Gavin Boutroy (La Liberté)

L’infirmière qui voulait voir le Nord

Marise Furness, infirmière en chef de l’hôpital de Churchil.

Quand Marise Furness, l’infirmière en chef de l’hôpital de Churchill, est arrivée début 2016 dans le village situé à 1000 km au nord de Winnipeg, elle s’attendait à l’isolation la plus totale dans une communauté surtout autochtone. Au lieu, elle a trouvé un hôpital sophistiqué et une diversité de regroupements au sein de la population.

 

Vous étiez infirmière à l’Hôpital régional de Saint John, à Saint-Jean au Nouveau-Brunswick. Pourquoi quitter cet hôpital de près de 500 lits, pour un village de 900 personnes du Nord canadien ?

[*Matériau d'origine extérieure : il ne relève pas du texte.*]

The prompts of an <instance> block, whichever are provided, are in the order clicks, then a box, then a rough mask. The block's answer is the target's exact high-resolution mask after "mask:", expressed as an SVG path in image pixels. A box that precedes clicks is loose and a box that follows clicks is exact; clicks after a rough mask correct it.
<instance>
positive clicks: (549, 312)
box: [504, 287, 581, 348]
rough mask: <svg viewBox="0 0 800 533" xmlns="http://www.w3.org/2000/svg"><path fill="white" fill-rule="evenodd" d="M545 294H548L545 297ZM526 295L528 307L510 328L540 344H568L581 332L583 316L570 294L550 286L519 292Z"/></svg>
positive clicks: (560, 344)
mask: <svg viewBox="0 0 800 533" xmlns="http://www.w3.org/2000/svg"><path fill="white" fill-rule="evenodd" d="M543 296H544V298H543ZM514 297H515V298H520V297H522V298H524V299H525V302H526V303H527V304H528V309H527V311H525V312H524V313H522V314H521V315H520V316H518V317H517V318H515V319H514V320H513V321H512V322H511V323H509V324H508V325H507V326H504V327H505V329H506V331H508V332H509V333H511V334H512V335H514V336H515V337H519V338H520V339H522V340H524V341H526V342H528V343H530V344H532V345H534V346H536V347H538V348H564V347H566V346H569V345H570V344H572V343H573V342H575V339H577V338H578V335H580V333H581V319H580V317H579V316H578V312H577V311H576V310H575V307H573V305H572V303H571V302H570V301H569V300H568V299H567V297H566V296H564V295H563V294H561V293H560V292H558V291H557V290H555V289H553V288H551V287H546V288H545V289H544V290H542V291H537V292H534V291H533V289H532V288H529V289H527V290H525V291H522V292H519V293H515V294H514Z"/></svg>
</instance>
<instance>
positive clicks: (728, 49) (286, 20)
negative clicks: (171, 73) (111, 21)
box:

Quand j’étais petite fille, mon papa travaillait au département de la voirie à Saint-André, au Nouveau-Brunswick. On allait faire des promenades le dimanche, et il nous montrait où il travaillait, et où étaient les réserves autochtones de la province. Il y en a le long de la rivière Saint-Jean. On parlait souvent de personnes autochtones et on les voyait à l’école.

Quand j’étais infirmière à Saint-Jean, on avait souvent des transferts de patients de partout dans la province pour voir les spécialistes de l’hôpital, des neurochirurgiens, des neurologues… C’était souvent des patients autochtones, et ils m’ont toujours intriguée.

Même quand je travaillais à Saint-Jean, mon désir était de venir au Nord. Mais j’étais mariée avec deux enfants, alors j’ai continué de travailler comme infirmière, puis infirmière surveillante à l’hôpital.